Но и невиннейшего средства мне без рецепта могут не отпустить, и до аптеки этой далеко отсюда, с середины Крестовского моста, где мы находились. «А собственно, зачем аптека? — стукнуло мне в голову. — Почему бы не здесь, не сейчас? Так просто: крепко поцеловать Юрку на безлюдном мосту и — через перила, в черную быстрину под мостом, где исчезает, едва успев долететь до МОЕЙ, мокрый крупный снег!.. Надежное дело: перед мостом еще и торчат из хляби «быки», о которые в ледоход разбиваются льдины, толстые связки бревен, стянутые ржавыми полосами железа. Гробанешься об них предварительно и тогда уж точно пойдешь ко дну…»

Пока я вспоминала аптеку и обдумывала новый вариант единственного выхода, Юрка не умолкал ни на секунду, благо губы его теперь освободились. Когда я невольно потянулась вслед своим мыслям к перилам, он сильней сжал мне предплечье и сказал:

— Только смотри, Ник, чтобы завтра в мороженице во всем стиле быть, и шарфик чтобы красный, и шапочка, и поясок надень обязательно. Вдруг Леопольд опять туда завтра новую чуву поведет…

Я еле сообразила, о чем он: какой поясок, с чего Леопольд? Но момент был упущен. Мы благополучно спустились с моста в Большую Зеленину. Юрка продолжал о Леопольде, его чувихах, его, по слухам, потрясной коллекции джазовых пластинок.
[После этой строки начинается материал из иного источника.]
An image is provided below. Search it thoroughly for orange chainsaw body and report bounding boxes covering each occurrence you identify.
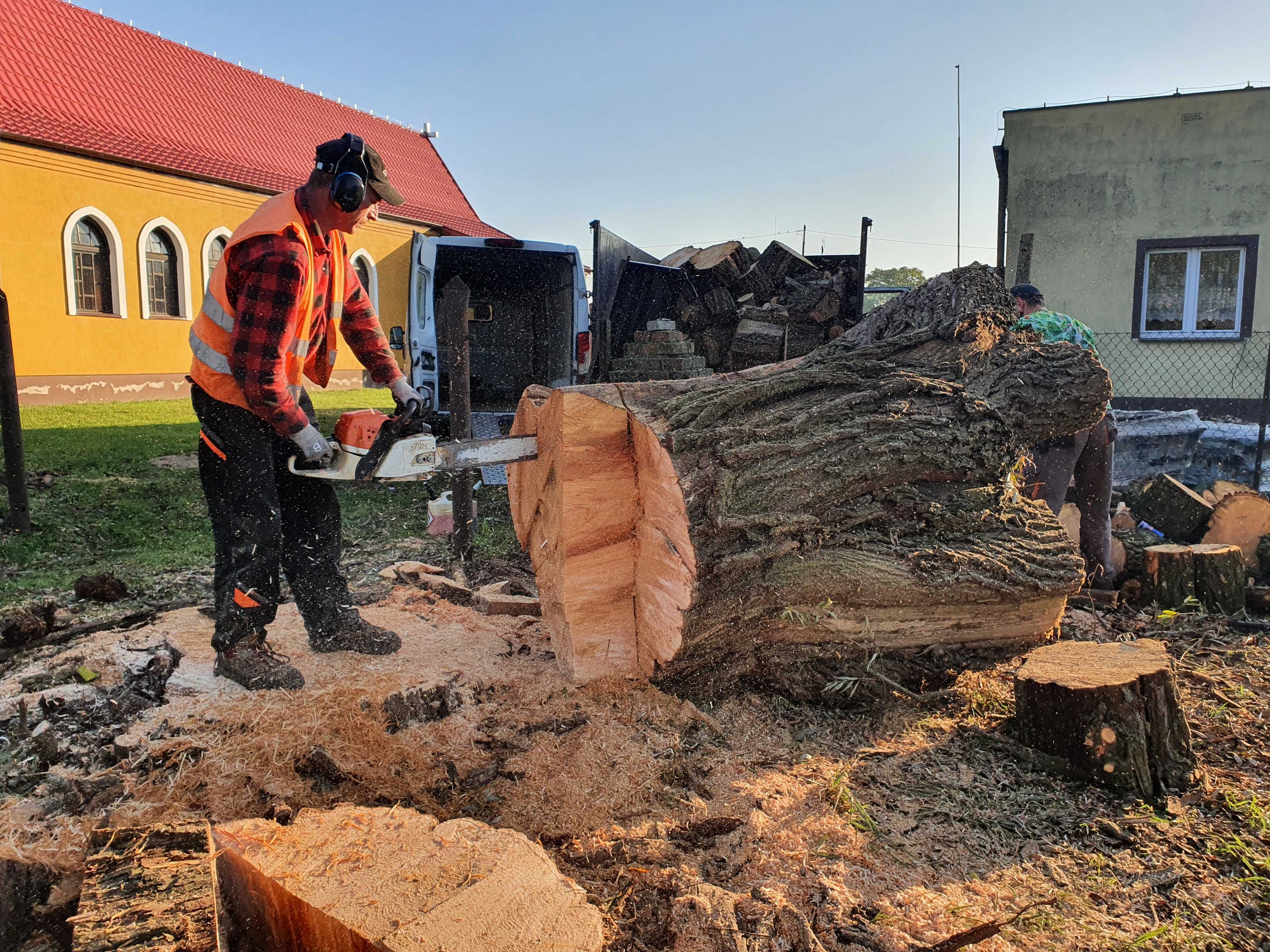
[335,410,389,453]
Слушая его с тоской, одним ухом, я злилась на себя: и новый вариант проспан!..

…В парадной, памятуя о вчерашнем, мы сразу поднялись на мой этаж, но, о вчерашнем же памятуя, шептались, целуясь близ самых моих дверей. Как вчера, мы сидели на подоконнике, обнявшись, мой, пользуясь Юркиным молчанием, сызнова жгуче заструился во мне. Вдруг Юрка резко поднял меня на ноги и с измученным вздохом поцеловал необычным поцелуем, разжав мне губы, притиснув зубы к зубам и, наконец, протолкнув свой язык куда-то под мой. Там он нащупал ту связочку, которой язык прикрепляется к донцу рта, начал трогать ее, играя на ней, как на струнке.